Contrast this with something that we much more often feel
about our discipleship and our membership of a church…
That we have chosen, though worthless, to become part of a
Christian community and it is therefore our responsibility is
to make sure that it runs well, doesn’t fall down and has
decent attendance at services.
This fairly common picture couldn’t be further from what Peter
is saying –
That God chooses precious individuals to be the church,
That if we will only allow it, God will build us into the
church that God wants
That we are to be focussed on Christ because without Jesus the
whole edifice will crumble
That we are called to be priests – ministers serving others in
the likeness of Christ.
I wonder what we would have to do to make that picture come truer here.
In the gospel we hear those all too familiar words in my
father’s house there are many dwelling places. If we take this
to be speaking of the future Kingdom – the one that is to come
it is comforting because it indicates that whoever we are
there will be room for us – and I believe congenial room. So
you will have heard me say – following great Christian writers
that the kingdom of heaven could be just like the very best
expression of what makes you feel most completely yourself –
but most importantly it is where united with Christ we finally
understand the creature that the creator intended us to be.

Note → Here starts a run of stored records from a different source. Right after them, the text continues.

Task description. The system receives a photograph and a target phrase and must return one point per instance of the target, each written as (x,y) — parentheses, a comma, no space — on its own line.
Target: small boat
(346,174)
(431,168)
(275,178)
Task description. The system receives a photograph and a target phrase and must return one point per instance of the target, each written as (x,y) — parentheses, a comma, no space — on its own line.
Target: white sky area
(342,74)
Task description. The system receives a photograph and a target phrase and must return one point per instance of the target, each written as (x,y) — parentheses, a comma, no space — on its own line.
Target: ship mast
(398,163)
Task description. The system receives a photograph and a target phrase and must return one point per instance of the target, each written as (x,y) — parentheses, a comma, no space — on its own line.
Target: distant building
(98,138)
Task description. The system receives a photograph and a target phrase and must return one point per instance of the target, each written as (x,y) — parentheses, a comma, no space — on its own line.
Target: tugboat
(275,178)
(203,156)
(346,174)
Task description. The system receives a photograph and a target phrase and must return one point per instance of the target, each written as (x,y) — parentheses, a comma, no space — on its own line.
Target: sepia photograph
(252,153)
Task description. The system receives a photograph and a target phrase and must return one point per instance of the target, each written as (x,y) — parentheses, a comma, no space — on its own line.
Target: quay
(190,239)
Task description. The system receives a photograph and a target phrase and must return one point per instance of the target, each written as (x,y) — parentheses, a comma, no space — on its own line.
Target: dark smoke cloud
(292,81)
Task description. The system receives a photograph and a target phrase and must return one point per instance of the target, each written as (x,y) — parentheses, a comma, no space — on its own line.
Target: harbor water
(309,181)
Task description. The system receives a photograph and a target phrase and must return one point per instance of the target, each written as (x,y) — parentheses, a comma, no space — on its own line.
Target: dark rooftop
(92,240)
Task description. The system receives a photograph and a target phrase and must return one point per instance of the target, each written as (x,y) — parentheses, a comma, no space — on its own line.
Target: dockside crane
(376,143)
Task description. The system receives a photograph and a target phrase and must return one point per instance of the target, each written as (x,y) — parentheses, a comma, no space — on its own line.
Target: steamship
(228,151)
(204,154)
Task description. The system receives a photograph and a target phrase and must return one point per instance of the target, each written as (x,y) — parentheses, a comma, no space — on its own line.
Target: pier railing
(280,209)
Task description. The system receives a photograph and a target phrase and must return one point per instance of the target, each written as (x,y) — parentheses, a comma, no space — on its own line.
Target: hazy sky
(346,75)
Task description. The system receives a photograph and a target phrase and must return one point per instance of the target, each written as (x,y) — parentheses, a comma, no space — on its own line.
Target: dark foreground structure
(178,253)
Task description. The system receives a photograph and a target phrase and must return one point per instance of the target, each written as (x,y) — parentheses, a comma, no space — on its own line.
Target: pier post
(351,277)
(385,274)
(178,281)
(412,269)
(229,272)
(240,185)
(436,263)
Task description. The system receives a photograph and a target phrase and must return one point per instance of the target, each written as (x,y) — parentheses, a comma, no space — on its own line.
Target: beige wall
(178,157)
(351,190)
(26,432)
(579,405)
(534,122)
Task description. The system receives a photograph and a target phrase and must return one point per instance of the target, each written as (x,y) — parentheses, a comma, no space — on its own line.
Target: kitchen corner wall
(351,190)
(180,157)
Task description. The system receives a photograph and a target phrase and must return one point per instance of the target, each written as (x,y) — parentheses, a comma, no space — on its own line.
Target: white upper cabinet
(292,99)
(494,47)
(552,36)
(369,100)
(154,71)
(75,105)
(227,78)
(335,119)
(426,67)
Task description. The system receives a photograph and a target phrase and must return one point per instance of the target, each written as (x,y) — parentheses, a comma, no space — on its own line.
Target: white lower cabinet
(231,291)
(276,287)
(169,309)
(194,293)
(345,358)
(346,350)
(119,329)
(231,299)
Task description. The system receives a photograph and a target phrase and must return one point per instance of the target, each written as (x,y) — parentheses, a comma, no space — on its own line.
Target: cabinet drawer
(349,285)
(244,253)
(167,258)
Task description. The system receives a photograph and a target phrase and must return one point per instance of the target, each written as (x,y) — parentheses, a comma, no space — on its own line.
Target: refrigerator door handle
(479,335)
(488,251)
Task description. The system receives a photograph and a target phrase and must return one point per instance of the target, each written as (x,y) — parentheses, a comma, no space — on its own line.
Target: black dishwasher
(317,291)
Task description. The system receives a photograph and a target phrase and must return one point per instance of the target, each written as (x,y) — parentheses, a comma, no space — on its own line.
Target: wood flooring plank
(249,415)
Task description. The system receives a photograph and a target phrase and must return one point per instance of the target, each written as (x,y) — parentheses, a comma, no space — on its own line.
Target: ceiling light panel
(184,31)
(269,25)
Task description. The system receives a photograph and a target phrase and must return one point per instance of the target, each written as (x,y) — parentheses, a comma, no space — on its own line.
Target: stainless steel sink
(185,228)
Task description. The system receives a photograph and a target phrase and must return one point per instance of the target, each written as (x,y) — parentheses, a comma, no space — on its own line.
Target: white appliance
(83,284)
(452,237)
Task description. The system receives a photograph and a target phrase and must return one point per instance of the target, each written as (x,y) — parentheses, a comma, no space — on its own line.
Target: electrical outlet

But our calling here is to build the Kingdom now – a present
reality which may be a foretaste of the future. We are called
to live the kingdom – to be committed to being built into one
expression of God’s love for all humanity.
But how can we do this? I don’t really know what the kingdom
is like? I have some words that are my favourites to express
it – famous poets and theologians have found language better
than mine to describe it. But like you I sometimes I have an
inkling of what God may want for the world and this particular
part of it – like the sound of a distant trumpet carried on
the wind – or a haunting melody captured in a larger
orchestral piece that almost, but doesn’t quite, drown it out;
like the majesty of the wave that thunders on the sea shore or
the light in a child’s eyes when they receive something that
they never dared hope for.
And we sigh and think – or even say...
’Now if I could bottle that…’
And the truth is we can’t – well, not in our own strength or
even within our own understanding.
And that is where we are most likely to go wrong. For what we
do is not in our own strength. Indeed it may not always be
what we want. For if we are living stones, called to be here
and to allow ourselves to be built into God’s temple – and if,
living in Christ and following him as St John promises we area
also part of God and part of God’s understanding of the world.
Then we can begin to build the kingdom – and in particular
God’s expression of the kingdom meant for this place now.
How might we do it – well, by listening carefully to one another and to God. By dismissing our assumptions about what is best, about what we know the other person really wants, about our certainty that a Godly church is a church made in my image.